Every year for the holidays, I buy my husband the goofiest Deadpool T-shirt I can find.

And I play a completely self centered, stuck up elf mage in a Pathfinder game in a Google conference room on their Back to the Future Floor twice a month.
High-five for RPGs in Google conference rooms -- seriously ideal. If I told my teenage self about the combination of whiteboard walls, always-at-the-ready copiers for characters sheets and post-its for areas-of-effect on boards and pencils of course, surrounded by geeks, and of course infinite soda and snacks, she ... would continue working her rear off to get there, I guess?

(My group plays 4e, because we are shameless hack-and-slashers at heart. But our floor theme is movies set locally, so it's not quite so awesome as Back to the Future.)

aliciaaudrey

4 years ago

godream

4 years ago

aliciaaudrey

4 years ago

apocalypticbob

June 24 2013, 20:19:23 UTC 4 years ago Edited:  June 24 2013, 20:20:07 UTC

At Planet Comicon in Kansas City this year, Nicholas Brendan, aka Xander Harris from Buffy, noticed me sitting in the front row in my Steampunk harlot cosplay costume. He was in the middle of answering a question that was asked to the panel of him and Clare Kramer (aka Glory) and he did a double take and asked me if I was actually resting my head on my boobs. I said yes and did my signature Faceboob. He and Clare lost it, and asked me to stand up in front of the room of 500 people and show them what was so funny. I complied. Loved that I could give a moment of laughter to someone who gave us 7 years of entertainment. Also broke Wil Wheaton completely in the autograph line. It was a good weekend.
Geekiest moment - Lo now many, -many- years ago I was at the 1977 Eastercon in LA - mainly there to referee Dungeon & Dragons. The elevators were having major problems & sometimes stalled between floors.

So I'm in one of the elevators - with my D&D stuff - and there's this other guy in there with me and the elevator has stalled out for a couple minutes. He asked about my pile of gaming stuff and I gave a quick explanation of D&D. Then he told me to make sure I was at the new movie panel in the main ballroom that evening because he was in the movie. I promised to be there - and was. It was for 'Star Wars' [long before it got subtitled 'A New Hope'] & the guy was Mark Hamill.
My geekiest moment is when a friend and I made up a cipher like the one Dorothy L. Sayers wrote about in Have His Carcase, and went around posting ciphertext on the walls of our dorm.

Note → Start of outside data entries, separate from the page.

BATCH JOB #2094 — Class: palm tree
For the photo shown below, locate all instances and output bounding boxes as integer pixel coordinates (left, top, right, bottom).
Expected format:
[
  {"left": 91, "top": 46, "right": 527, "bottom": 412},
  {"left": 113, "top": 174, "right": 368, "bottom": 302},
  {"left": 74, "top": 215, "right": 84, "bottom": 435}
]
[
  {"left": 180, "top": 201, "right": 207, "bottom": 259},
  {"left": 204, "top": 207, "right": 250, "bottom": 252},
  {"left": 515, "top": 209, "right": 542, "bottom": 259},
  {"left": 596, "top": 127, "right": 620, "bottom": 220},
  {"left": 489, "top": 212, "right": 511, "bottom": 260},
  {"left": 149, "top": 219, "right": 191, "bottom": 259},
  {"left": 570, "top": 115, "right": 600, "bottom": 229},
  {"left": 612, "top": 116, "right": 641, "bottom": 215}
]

Second geekiest is probably re-enacting the first dance scene in Pride and Prejudice between Lizzy and Darcy at a costume Ball, including the dance (from the BBC miniseries version) and the dialogue.
Sayers reference!
I guess that my geekiest moment was collecting data on protein crystals at the Advanced Photon Source (which is the synchrotron near Chicago.) Once you had the crystal mounted and frozen to vitreous ice and all ready to go you had a button you had to push. You then had 1 minute to get out of the little room with the diffractometer before the door closed and one minute after that before the shutter opened and the xray beam was on. You *really* wanted to make it out of the room before your minute was up because while there was a panic button, it shut down the ring--the synchrotron itself. Which stopped work at every beamline (I think there were sixty or so) all the way around the ring.

Everything went smoothly--I even ran things by myself for about four hours at the end of our 24 hour shift. But it was a little nerve-wracking.

I still have the ID card they gave me to be able to get in and out of the facility and use the bathrooms and stuff. It's long-expired now but I never had the heart to get rid of it.
I just bought my husband polo shirts with a Dalek on one, and the Imperial crest on the other. Hey, 2nd anniversary gifts are cotton! Unfortunately, nobody at his work gets either of the shirts.
Got to pose in a Tardis on Free Comic Book Day.
My geekiest moment:

That one time I did an image set on my LJ of "the Badger song" but illustrated by Star Trek references.

Bashir, Bashir, Bashir, bashir
Bashir, Bashir, Bashir, bashir
Bashir, Bashir, Bashir, bashir
Crusher, Crusher
FRAKES! FRAKES! IT'S JONATHAN FRAKES!